Palmer Penguins — canonical pipeline (three models, three metrics)

Author

Aparna Pandey and Stephan Peischl

Overview

Minimal canonical tidymodels pipeline on Palmer Penguins (Adelie vs Gentoo):

  1. Recipe → preprocess inside resampling
  2. Three model specs → same folds, fair comparison
  3. fit_resamples()accuracy, kappa, ROC AUC
  4. One summary figure (mean ± SE across folds)

Companion: Module 04 — canonical pipeline, Module 07, Module 08.

Data, recipe, and folds

peng <- penguins |>
  filter(species %in% c("Adelie", "Gentoo")) |>
  mutate(
    y = factor(species, levels = c("Adelie", "Gentoo")),
    year = as.numeric(year)
  ) |>
  select(-species, -flipper_length_mm, -body_mass_g) |>
  drop_na()

rec <- recipe(y ~ ., data = peng) |>
  step_zv(all_predictors()) |>
  step_dummy(all_nominal_predictors()) |>
  step_normalize(all_numeric_predictors())

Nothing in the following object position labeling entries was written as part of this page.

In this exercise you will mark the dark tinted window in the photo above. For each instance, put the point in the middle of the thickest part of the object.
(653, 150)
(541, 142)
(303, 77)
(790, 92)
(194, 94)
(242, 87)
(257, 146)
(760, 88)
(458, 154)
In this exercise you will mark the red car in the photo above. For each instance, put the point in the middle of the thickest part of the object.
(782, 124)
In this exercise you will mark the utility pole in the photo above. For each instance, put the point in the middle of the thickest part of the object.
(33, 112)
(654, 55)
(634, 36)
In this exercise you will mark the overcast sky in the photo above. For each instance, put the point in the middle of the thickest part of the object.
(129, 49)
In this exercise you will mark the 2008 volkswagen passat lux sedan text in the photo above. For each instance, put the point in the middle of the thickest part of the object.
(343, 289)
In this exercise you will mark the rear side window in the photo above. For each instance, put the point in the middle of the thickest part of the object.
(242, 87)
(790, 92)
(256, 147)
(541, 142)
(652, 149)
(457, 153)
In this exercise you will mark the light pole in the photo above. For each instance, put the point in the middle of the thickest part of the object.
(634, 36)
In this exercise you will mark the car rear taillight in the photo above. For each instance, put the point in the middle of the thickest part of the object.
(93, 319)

folds <- vfold_cv(peng, v = 5, strata = y)
metrics <- metric_set(accuracy, kap, roc_auc)

Three models (fixed settings)

tree_spec <- decision_tree(tree_depth = 4, min_n = 10) |>
  set_engine("rpart") |>
  set_mode("classification")

glm_spec <- logistic_reg() |>
  set_engine("glm") |>
  set_mode("classification")

rf_spec <- rand_forest(mtry = 4, trees = 300, min_n = 2) |>
  set_engine("ranger") |>
  set_mode("classification")

workflows <- list(
  decision_tree = workflow() |> add_recipe(rec) |> add_model(tree_spec),
  logistic_glm = workflow() |> add_recipe(rec) |> add_model(glm_spec),
  random_forest = workflow() |> add_recipe(rec) |> add_model(rf_spec)
)

Cross-validation (fit_resamples)

set.seed(7)
cv_results <- workflows |>
  imap(\(wf, name) fit_resamples(wf, folds, metrics = metrics)) |>
  set_names(names(workflows))

Metrics table

cmp <- imap_dfr(
  cv_results,
  \(rs, name) collect_metrics(rs) |> mutate(model = name)
)

cmp |>
  select(model, .metric, mean, std_err) |>
  mutate(
    mean = round(mean, 3),
    std_err = round(std_err, 3)
  ) |>
  arrange(.metric, desc(mean)) |>
  knitr::kable(col.names = c("Model", "Metric", "Mean", "Std err"))
Model Metric Mean Std err
logistic_glm accuracy 1.000 0.000
random_forest accuracy 1.000 0.000
decision_tree accuracy 0.993 0.005
logistic_glm kap 1.000 0.000
random_forest kap 1.000 0.000
decision_tree kap 0.985 0.009
logistic_glm roc_auc 1.000 0.000
random_forest roc_auc 1.000 0.000
decision_tree roc_auc 0.993 0.004

Performance summary (final figure)

Same recipe and folds for every model — differences reflect model family only.

plot_df <- cmp |>
  mutate(
    model = recode(
      model,
      decision_tree = "Decision tree",
      logistic_glm = "Logistic regression",
      random_forest = "Random forest"
    ),
    metric = recode(
      .metric,
      accuracy = "Accuracy",
      kap = "Kappa",
      roc_auc = "ROC AUC"
    )
  )

ggplot(plot_df, aes(model, mean, fill = model)) +
  geom_col(show.legend = FALSE, width = 0.72) +
  geom_errorbar(
    aes(ymin = mean - std_err, ymax = mean + std_err),
    width = 0.18,
    linewidth = 0.5
  ) +
  facet_wrap(~metric, scales = "free_y", ncol = 3) +
  coord_flip() +
  scale_fill_brewer(palette = "Set2") +
  labs(
    title = "Model comparison (5-fold CV, same recipe)",
    subtitle = "Bars = mean across folds; error bars = standard error",
    x = NULL,
    y = "Score (higher is better)"
  ) +
  theme_minimal(base_size = 13) +
  theme(strip.text = element_text(face = "bold"))

Takeaway: pick the metric that matches your goal (e.g. ROC AUC for ranking, kappa when classes are imbalanced), then compare models on that score — small gaps within the error bars are often noise on this (n).